Feminine Wrath vs Toxic Anger

Have you ever had a moment of scary honesty where you unleash all of the anger, frustration, and grief you were feeling? Have you ever experienced the relief from shouting out all of your truths that you’d kept locked away? Have you ever not been sorry for letting it rip and finally getting everything off of your chest?


The topic of anger came up during a client session, and it reminded me of another client of mine who shared with me once how much better she felt after screaming her truth at a loved one.


I don’t believe her heart was to be unhealthy or to be abusive or toxic.

Expressing what is alive in us in the moment is healthy. That’s the feminine essence.
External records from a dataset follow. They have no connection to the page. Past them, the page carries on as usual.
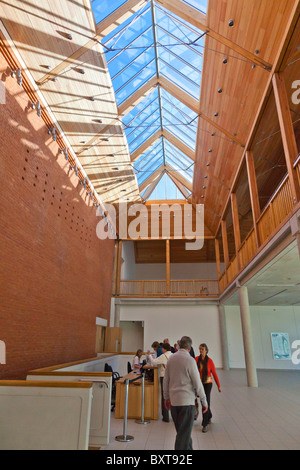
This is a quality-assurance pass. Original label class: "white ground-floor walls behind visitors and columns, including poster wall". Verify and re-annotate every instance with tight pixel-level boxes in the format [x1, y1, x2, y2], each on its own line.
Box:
[116, 299, 300, 370]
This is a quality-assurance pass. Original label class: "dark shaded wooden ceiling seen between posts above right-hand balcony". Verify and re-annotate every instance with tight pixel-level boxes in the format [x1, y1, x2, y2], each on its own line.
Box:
[218, 13, 300, 258]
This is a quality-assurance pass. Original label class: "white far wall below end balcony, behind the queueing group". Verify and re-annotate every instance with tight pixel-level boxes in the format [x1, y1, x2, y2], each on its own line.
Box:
[120, 299, 223, 367]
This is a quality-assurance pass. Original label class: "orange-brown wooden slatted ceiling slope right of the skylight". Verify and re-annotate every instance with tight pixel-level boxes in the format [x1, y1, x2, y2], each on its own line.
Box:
[193, 0, 293, 233]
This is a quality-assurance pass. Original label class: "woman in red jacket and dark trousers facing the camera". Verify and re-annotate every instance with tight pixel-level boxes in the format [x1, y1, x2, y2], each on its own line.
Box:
[195, 343, 221, 432]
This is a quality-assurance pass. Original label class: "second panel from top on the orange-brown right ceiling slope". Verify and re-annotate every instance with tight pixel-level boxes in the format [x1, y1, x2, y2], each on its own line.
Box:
[200, 37, 269, 145]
But when it’s days or weeks (or more!) of back log, that’s toxic.

And shouting in anger— anger and frustration that has built up for a week, that’s abusive.
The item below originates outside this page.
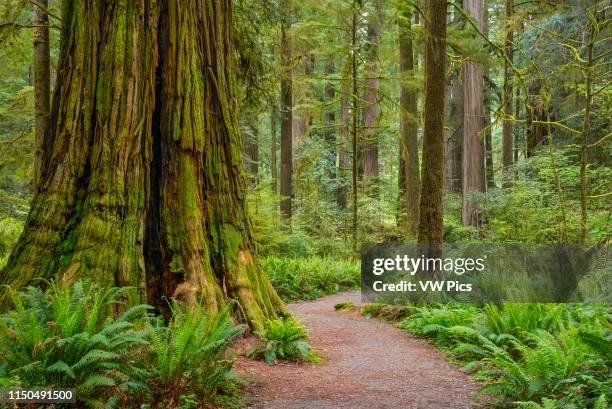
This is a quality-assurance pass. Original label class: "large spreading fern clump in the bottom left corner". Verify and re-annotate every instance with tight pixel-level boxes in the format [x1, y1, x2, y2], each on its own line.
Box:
[0, 283, 150, 407]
Our nervous system receives that as verbal abuse. It just does.


There is a difference in expressing our truth and being honest (which is our goal) and suppressing to the point of exploding.

The explosion is toxic, it’s abusive to those around us, and it’s not a healthy way to get our needs met.


Did she get her need “to be heard” met? Yes. But do we really want to bully people with the torrent of our fermented emotions in an effort to get what we want?

No.....


Her nervous system is going to feel the deflation, she may feel “lighter” because she just discharged a ton of emotion and energy that has been suppressed.

This is natural to feel “better” even though the release was toxic and unhealthy.


It’s not a good idea to train ourselves to suppress until we burst, in the name of moving stagnant energy and meeting needs.

This isn’t healthy expression and we never have the right to unload on someone like that.


Healthy feminine expression moves from moment to moment, in response to life.

When she feels anger, to express in that moment while staying open to love, offering her anger as an invitation.

When she feels pain, to offer that as an invitation to love and let it move through us BEFORE It stagnates and turns into anger, frustration and resentment.


By the time our pain has morphed into anger, it’s becoming toxic and we’ve missed the magical moment where we can offer it as love. Now it must be transmuted.


There is a difference between wrath or anger because someone violated us, our boundaries, or endangered our children…and anger that is PAIN that wasn’t allowed to flow through the body as an expression of love.


Does that make sense?


Weaponzing our emotions is abusive to others and also damages our own nervous system even though we may experience relief after we discharge.

It gets rid of tension, but it’s unconscious, and has the potential to cause harm.